Anna shook her head numbly. The daimone trapped here by Bloodheart had not been human; it had only taken on human form when it had been forced down out of the heavens and into its painful imprisonment within the bounds of earth.

“It wasn’t a daimone at all,” Matthias went on breathlessly, “but a noble man, that same prince they spoke of. By what miracle did he survive?”

Sweating now and shaking, the prince settled to his knees before the altar and looked unlikely to budge. Lord Hrodik hurried forward as if to remonstrate with him, but a slender cleric placed himself between the two men and with an outstretched hand waved to the young lord to move away.

Biscop Suplicia was not easily startled, although for an instant her lips parted in astonishment. She gestured to her clerics to step back, resumed chanting the service alone in a resonant soprano.
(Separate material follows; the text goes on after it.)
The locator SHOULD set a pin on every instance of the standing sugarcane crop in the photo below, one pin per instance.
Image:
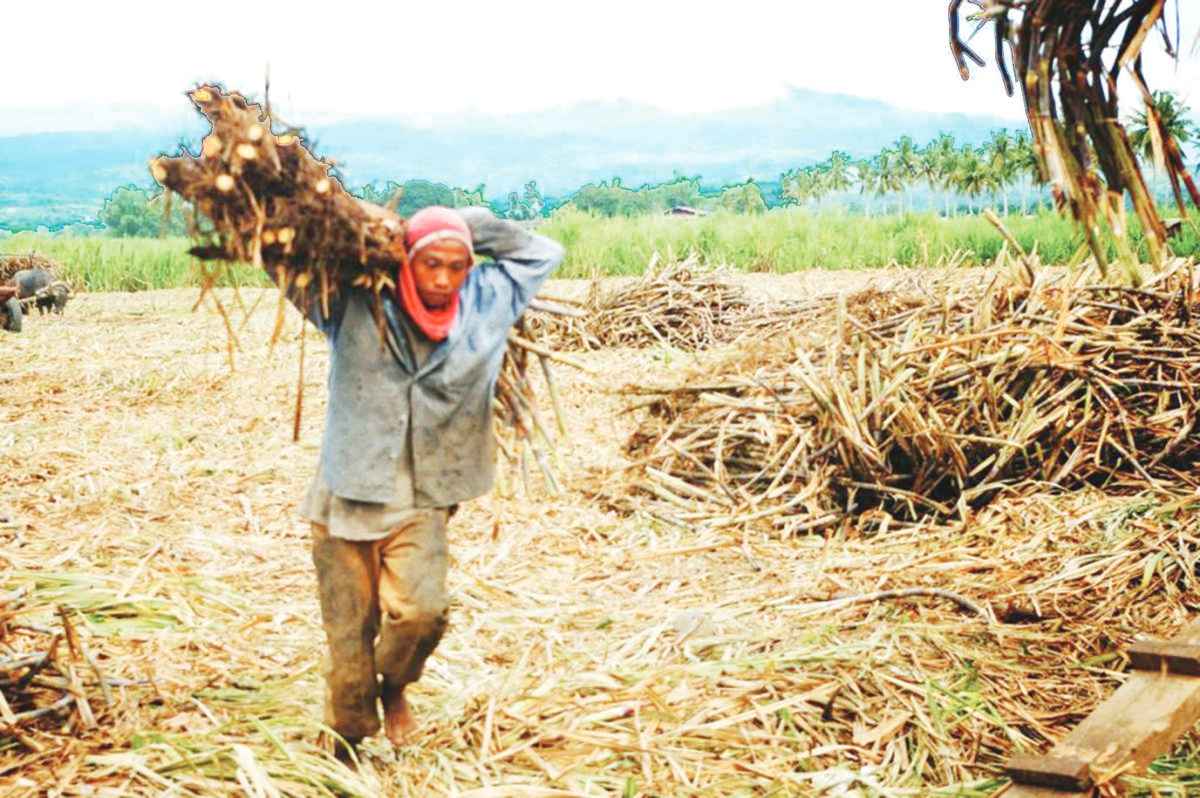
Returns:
(1068, 57)
(408, 436)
Slowly, in stuttering gasps, her clerics joined in, although many of them could not stop staring at the man in his rich tunic and finely-embossed belt who had fallen to his knees right there before the altar. It was hard to tell if he were remarkably pious, stricken by God’s mercy, or simply striving not to fall apart altogether, for his hands clutched at that chain until his knuckles whitened and a trickle of blood ran from one scraped finger.

In this way, the congregation, led by an anxious Lord Hrodik, dutifully followed the service to completion. The prince spoke not one word throughout, and when the biscop lifted her hands to heaven at the close of the final prayer, he bolted up as though he’d been nipped. That fast, like a wind from heaven, he fled down the aisle toward the entryway, then suddenly cut through the crowd, who parted fearfully before him.